Abstract
With the integration of health information available on the World Wide Web (WWW) in clinical practice, information management becomes more important than ever before. Although an on-line system could provide nurses with timely and convenient access to health information for discharge teaching, most nurses still rely on traditional practices such as written discharge notes and brochures. Nurses find the volume of information on the WWW overwhelming, the task of sorting out irrelevant and inaccurate information too difficult, and the time to search for information too long.

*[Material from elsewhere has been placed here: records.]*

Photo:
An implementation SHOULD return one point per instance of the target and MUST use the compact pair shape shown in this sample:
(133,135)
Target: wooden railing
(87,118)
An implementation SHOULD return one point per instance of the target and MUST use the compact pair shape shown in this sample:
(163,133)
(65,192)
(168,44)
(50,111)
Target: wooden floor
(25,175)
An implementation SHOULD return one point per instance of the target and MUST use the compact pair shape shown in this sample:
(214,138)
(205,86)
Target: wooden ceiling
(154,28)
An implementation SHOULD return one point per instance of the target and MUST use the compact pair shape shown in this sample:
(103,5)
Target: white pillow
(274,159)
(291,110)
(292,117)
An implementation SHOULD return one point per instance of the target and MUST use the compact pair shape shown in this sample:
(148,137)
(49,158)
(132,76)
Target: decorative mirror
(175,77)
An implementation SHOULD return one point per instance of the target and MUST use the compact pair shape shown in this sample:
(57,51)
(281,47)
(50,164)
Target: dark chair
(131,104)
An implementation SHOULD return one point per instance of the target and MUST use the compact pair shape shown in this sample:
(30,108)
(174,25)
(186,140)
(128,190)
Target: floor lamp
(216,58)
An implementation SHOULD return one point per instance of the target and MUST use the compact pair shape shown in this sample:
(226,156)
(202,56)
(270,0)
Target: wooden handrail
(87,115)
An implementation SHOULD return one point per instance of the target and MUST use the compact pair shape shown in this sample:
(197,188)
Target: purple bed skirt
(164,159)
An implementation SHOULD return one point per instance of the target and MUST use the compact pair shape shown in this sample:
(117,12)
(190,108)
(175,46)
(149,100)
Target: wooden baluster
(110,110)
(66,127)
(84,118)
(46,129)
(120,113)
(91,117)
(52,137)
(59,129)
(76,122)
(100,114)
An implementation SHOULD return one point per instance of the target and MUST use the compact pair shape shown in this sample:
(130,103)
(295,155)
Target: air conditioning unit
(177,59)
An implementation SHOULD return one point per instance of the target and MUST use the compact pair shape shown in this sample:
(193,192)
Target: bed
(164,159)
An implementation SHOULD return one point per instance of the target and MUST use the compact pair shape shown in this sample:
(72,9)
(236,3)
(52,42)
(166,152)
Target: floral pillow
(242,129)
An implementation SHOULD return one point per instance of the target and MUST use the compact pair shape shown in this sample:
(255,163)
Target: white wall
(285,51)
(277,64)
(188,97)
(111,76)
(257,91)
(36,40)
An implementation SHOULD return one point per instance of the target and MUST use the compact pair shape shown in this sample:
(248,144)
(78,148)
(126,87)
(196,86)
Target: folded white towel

Professional use of these resources requires an alternative organization, such as data repositories (i.e. electronic databases.) These are organized collections of information resources with indexes that support precise and sensitive retrieval. The paper reflects on consideration that organizing and indexing of on-line health information resources for professional use has a pragmatic facet: meet actual and future needs and requests for information. Hence, an information resource should not only be analyzed in and of itself, but should also be analyzed from the point of view of what questions it may or may not answer in the future. To search effectively, both indexers and searchers must understand the language used to represent the documents. The concepts that nurses most likely will use to seek information are domain-specific and reflect their practice. Several nursing knowledge representation systems or terminology models sexist but the question arises as to whether their understanding and use makes them adequate representations for consistently effective searches. The paper also reports on the results of indexing Web Pages using a medical (including nursing) controlled vocabulary (MeSH).